Sterne, Blitze oder Polarlichter - sie alle bestehen aus einem Plasma. So nennt der Experte einen gasähnlichen Materiezustand, in dem derart viel Energie steckt, dass ein Großteil des Gases stark elektrisch geladen ist. Wie man diesen Extremzustand bändigen und für die Technik nutzbar kann, diskutieren Physiker auf einer Tagung in Kiel.

Von Frank Grotelüschen | 30.03.2011
    "Schon seit vielen Jahrzehnten versucht man, Plasmen für Anwendungen zu zähmen. Jede Leuchtstoffröhre ist eine Plasmalampe", "

    sagt Achim von Keudell, Physikprofessor an der Ruhruniversität Bochum. Eine Leuchtstoffröhre enthält nur wenig Gas, man kann fast schon von einem Vakuum sprechen. Eine elektrische Spannung lädt dieses verdünnte Gas auf und verwandelt es so in ein Plasma. Wenn sich dieses Plasma entlädt, leuchtet es und erzeugt Licht. Ganz ähnlich funktioniert ein Plasmabildschirm, wie er heute in manchem Wohnzimmer steht. Ein Plasma dagegen, das in normaler Umgebung existiert, also bei Atmosphärendruck, gab es lange Zeit nur in einer Form:

    " "Ein Schweißbrenner ist auch ein Plasma, ist aber sehr heiß. Und man würde nie wagen, etwas sehr Kompliziertes mit diesem Schweißbrenner zu machen."

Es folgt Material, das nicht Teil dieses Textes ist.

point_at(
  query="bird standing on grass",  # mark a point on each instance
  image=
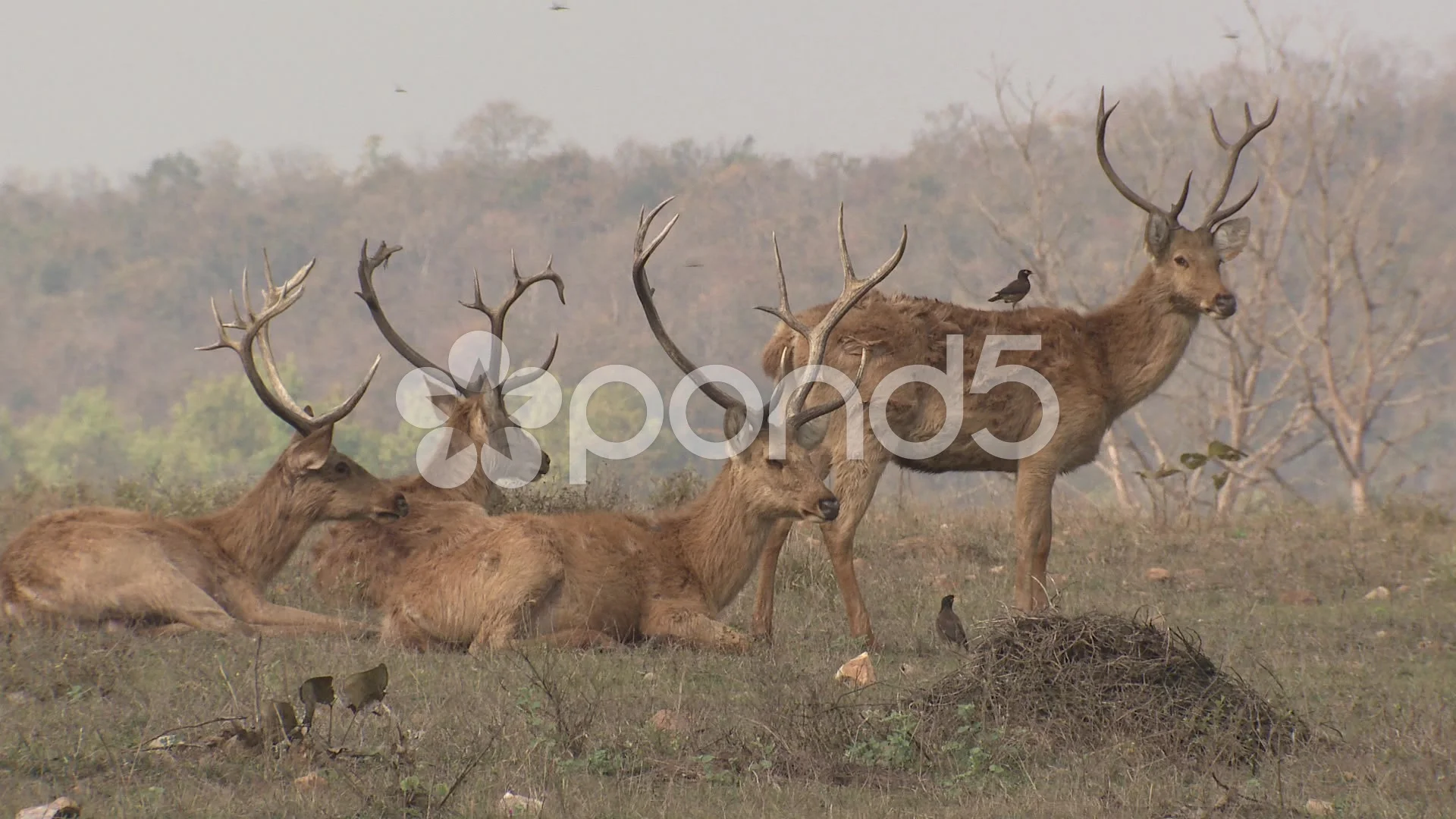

    Mittlerweile aber haben die Experten eine Technik entwickelt, mit der sich ein kaltes Plasma erzeugen lässt, und zwar ohne Vakuum: Sie nehmen zwei kleine Elektroden, höchstens einen Millimeter voneinander entfernt. Durch den Zwischenraum lassen Sie Gas strömen. Setzt man dann die Elektroden unter Spannung, wird das Gas elektrisch aufgeladen, und heiße und energiereiche Elektronen werden freigesetzt. Die verbleibenden Gasatome dagegen sind, im Gegensatz zum Schweißbrenner, relativ kalt. Und weil sich das alles auf kleinstem Raum abspielt, sprechen Achim von Keudell und seine Kollegen von Mikroplasmen.

    "Mikroplasmen haben den Vorteil, dass sie in viele technische Prozesse einfach integriert werden können, weil sie bei Normaldruck betrieben werden können. Normalerweise waren Plasmen immer Unterdruck-Prozesse. Das heißt, Sie müssen ein Bauteil, was sie behandeln wollen, in eine Vakuumkammer einschleusen, zumachen, abpumpen und das Plasma erzeugen. Das kann man jetzt weglassen."

    Ein bewährtes Einsatzfeld der Plasmatechnik ist die Materialbearbeitung. Schon lange lassen sich per Plasma Oberflächen kratzfest machen. Denn die Teilchen in einem Plasma sind sehr reaktiv und können chemische Prozesse auslösen, mit deren Hilfe eine kratzfeste Beschichtung entsteht.
    Die Mikroplasmen versprechen neue Anwendungen.

    "Ein Beispiel ist Verklebung von Autoscheinwerfern. Da hat man Kunststoffe, und die wollen nicht aufeinander kleben. Da fährt eine kleine Plasmadüse am Rand dieses Scheinwerfers entlang und tut die vorbereiten vor dem Klebeschritt. Und dann ist der Scheinwerfer perfekt verklebt."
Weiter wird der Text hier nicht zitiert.